Major Canadian database coming via LAC: patience required

Ken McKinlay doesn’t post often to his Family Tree Knots blog. When he does, it’s always worth a look. This time, it’s News about Canada’s National Registration File of 1940.

A collection of about 1532 unique films has been transferred from Statistics Canada to the care of LAC, but is fragile 16 mm cellulose acetate film in poor condition. They will need to be kept in cold storage and digitized for public access. Will a third party be involved in the digitization?

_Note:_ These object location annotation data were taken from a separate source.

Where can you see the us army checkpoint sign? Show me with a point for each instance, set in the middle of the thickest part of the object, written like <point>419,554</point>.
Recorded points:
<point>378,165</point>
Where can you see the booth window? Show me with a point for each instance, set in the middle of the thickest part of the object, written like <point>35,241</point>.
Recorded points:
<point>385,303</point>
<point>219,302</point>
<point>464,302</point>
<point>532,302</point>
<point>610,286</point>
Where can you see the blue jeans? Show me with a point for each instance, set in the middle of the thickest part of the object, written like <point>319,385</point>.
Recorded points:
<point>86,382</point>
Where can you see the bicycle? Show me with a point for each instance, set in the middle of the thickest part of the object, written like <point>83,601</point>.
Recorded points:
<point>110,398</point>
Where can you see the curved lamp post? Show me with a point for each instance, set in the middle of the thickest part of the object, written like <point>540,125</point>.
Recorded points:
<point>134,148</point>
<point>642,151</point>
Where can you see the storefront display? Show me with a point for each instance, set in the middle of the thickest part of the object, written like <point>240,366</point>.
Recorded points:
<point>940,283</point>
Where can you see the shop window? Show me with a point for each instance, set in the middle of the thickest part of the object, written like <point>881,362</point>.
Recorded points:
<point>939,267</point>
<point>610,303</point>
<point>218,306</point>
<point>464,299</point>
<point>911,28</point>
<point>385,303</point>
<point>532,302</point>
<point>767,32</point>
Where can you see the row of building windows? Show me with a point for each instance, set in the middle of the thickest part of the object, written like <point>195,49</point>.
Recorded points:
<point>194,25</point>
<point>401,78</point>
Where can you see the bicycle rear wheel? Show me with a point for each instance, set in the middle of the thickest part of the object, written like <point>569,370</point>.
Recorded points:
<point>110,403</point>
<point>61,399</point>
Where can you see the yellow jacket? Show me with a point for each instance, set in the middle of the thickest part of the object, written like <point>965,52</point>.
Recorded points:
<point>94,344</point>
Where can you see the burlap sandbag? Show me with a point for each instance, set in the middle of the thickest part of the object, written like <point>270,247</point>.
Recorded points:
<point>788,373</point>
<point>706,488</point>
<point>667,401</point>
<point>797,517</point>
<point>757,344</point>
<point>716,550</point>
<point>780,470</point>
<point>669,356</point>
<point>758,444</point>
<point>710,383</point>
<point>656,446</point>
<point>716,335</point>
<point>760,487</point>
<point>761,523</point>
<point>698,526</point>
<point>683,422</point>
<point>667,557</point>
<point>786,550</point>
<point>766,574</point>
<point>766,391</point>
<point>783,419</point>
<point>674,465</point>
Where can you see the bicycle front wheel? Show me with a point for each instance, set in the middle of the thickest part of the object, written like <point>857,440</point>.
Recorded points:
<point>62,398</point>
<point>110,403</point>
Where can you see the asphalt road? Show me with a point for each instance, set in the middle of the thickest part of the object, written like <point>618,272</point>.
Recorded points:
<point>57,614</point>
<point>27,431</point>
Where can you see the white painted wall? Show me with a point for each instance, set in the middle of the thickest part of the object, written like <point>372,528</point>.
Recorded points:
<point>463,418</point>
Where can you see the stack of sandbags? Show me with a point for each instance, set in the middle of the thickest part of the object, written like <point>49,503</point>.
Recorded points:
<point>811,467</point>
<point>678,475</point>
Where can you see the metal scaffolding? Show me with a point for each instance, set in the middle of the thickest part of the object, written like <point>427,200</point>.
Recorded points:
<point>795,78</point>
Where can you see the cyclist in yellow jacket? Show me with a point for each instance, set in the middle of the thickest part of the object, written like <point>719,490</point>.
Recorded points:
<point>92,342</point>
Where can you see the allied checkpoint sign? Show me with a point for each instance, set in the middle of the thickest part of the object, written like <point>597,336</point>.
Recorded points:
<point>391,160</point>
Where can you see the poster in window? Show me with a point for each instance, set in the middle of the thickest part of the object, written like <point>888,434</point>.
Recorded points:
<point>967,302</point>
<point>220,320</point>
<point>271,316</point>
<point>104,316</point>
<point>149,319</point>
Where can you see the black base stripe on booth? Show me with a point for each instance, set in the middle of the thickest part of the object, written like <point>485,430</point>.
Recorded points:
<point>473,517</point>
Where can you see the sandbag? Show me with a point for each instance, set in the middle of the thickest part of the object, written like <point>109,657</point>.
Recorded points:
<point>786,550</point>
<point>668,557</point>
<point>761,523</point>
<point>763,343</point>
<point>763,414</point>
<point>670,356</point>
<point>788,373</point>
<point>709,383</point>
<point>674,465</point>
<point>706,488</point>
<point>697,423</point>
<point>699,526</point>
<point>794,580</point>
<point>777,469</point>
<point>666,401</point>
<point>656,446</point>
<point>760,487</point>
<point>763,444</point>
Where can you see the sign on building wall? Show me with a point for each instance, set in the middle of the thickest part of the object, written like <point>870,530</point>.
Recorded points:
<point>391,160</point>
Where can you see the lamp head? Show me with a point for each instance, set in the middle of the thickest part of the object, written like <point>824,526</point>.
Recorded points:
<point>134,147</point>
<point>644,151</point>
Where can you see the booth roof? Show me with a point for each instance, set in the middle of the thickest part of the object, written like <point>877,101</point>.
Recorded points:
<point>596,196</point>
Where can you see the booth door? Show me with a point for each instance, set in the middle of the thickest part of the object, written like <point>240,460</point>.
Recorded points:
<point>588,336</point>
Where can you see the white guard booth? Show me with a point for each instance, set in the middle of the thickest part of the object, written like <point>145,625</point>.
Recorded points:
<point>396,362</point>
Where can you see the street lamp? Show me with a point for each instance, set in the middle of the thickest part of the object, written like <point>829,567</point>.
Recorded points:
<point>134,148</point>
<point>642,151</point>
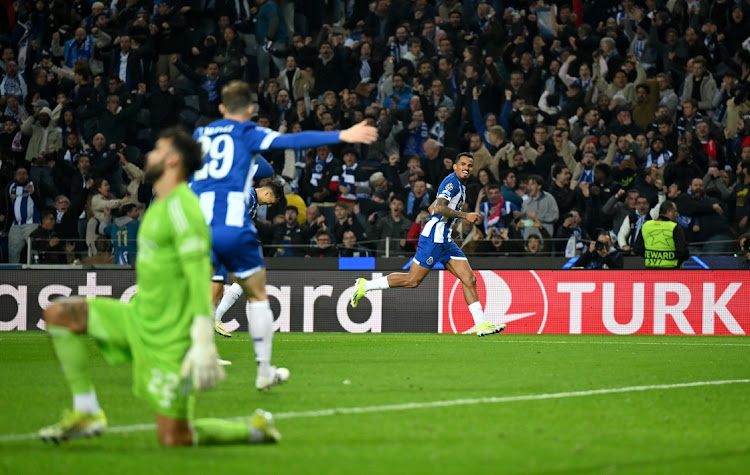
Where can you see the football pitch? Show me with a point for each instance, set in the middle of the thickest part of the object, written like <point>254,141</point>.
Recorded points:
<point>416,403</point>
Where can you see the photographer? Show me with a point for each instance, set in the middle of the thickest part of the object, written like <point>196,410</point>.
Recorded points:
<point>601,254</point>
<point>44,140</point>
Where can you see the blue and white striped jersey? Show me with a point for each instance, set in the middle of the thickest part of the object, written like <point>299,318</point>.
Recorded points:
<point>438,228</point>
<point>24,208</point>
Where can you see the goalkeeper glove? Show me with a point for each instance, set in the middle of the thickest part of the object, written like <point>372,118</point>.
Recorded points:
<point>201,362</point>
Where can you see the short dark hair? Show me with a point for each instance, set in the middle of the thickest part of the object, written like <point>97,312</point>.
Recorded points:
<point>557,168</point>
<point>236,96</point>
<point>399,198</point>
<point>186,146</point>
<point>276,189</point>
<point>538,179</point>
<point>667,206</point>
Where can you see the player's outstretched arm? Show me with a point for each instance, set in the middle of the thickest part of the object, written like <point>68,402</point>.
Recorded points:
<point>442,208</point>
<point>359,133</point>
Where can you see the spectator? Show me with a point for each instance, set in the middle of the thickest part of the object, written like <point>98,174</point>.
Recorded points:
<point>345,221</point>
<point>323,246</point>
<point>105,163</point>
<point>164,105</point>
<point>210,85</point>
<point>539,205</point>
<point>562,188</point>
<point>101,199</point>
<point>78,48</point>
<point>490,210</point>
<point>44,136</point>
<point>114,119</point>
<point>709,225</point>
<point>667,96</point>
<point>395,225</point>
<point>123,231</point>
<point>126,63</point>
<point>22,207</point>
<point>349,246</point>
<point>14,109</point>
<point>327,69</point>
<point>318,176</point>
<point>601,254</point>
<point>66,220</point>
<point>271,35</point>
<point>314,222</point>
<point>287,237</point>
<point>509,179</point>
<point>295,80</point>
<point>700,86</point>
<point>534,246</point>
<point>418,197</point>
<point>569,236</point>
<point>13,82</point>
<point>46,245</point>
<point>167,32</point>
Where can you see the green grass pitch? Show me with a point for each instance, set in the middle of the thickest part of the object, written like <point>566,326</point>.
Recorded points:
<point>416,403</point>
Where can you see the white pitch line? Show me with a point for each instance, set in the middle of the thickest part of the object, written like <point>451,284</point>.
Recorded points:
<point>429,405</point>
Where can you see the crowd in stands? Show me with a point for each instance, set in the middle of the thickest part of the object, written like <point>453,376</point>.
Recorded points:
<point>582,118</point>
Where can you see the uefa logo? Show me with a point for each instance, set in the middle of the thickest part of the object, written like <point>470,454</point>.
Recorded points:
<point>517,298</point>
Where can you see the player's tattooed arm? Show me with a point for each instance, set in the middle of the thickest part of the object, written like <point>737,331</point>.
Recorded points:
<point>442,208</point>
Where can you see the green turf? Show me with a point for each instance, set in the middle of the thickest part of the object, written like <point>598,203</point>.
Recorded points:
<point>703,429</point>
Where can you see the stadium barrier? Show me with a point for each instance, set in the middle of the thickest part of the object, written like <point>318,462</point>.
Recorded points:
<point>681,302</point>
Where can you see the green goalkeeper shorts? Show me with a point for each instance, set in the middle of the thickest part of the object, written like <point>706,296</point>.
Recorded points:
<point>156,370</point>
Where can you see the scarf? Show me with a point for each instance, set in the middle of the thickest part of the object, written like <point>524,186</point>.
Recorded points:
<point>319,167</point>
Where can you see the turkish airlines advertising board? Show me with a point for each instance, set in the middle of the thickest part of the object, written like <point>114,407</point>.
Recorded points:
<point>604,302</point>
<point>530,302</point>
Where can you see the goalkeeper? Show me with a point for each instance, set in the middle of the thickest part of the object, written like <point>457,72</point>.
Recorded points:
<point>167,328</point>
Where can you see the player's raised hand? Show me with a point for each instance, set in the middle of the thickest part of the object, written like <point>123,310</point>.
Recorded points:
<point>201,362</point>
<point>359,133</point>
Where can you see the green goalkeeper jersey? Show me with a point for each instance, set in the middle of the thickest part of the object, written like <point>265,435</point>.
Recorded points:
<point>173,270</point>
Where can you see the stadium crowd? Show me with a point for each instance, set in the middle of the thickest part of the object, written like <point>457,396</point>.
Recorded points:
<point>582,117</point>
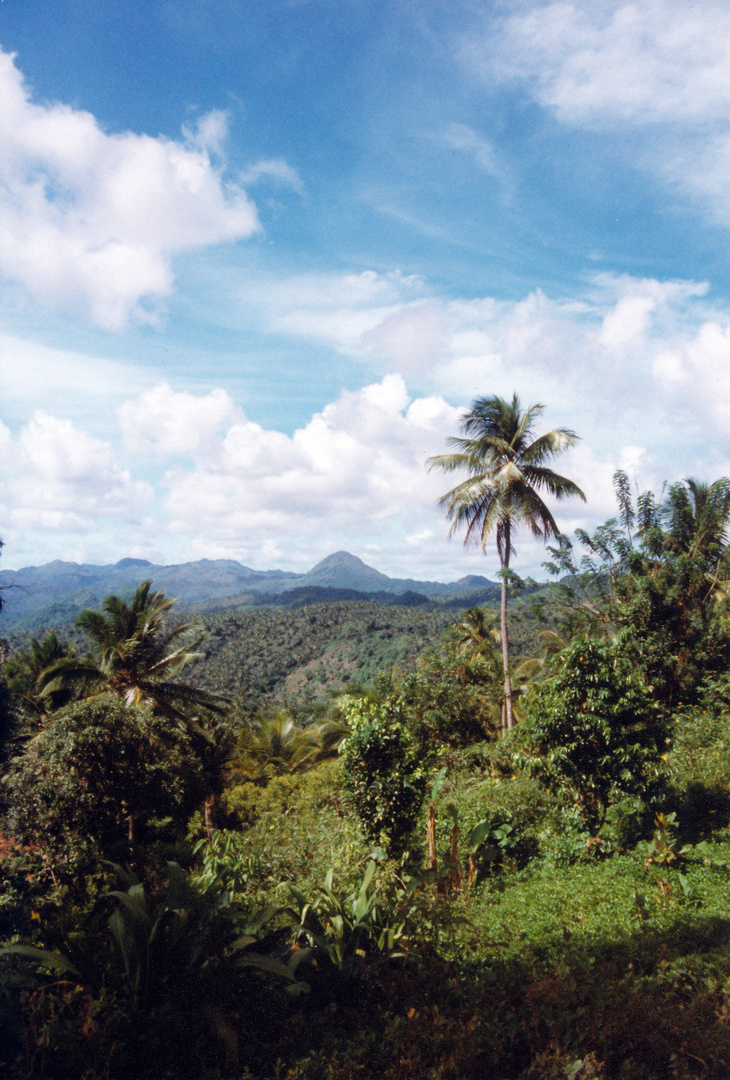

LAC’s post Preserving the National Registration File mentions “We will be updating this page with new information as it becomes available, so please check back regularly.” Expect a lengthy wait. While that’s frustrating, we can appreciate that careful handling is needed to ensure the collection’s long-term survival and eventual accessibility for many future generations.

Wouldn’t it be welcome if LAC recognized the significance of this collection for genealogists, still the largest single client category, gave it priority and posted updates on the home page, rather than burying it under the sequence Canada.ca > Library and Archives Canada Collections access and research help > Research guides and tools > Military history > Second World War.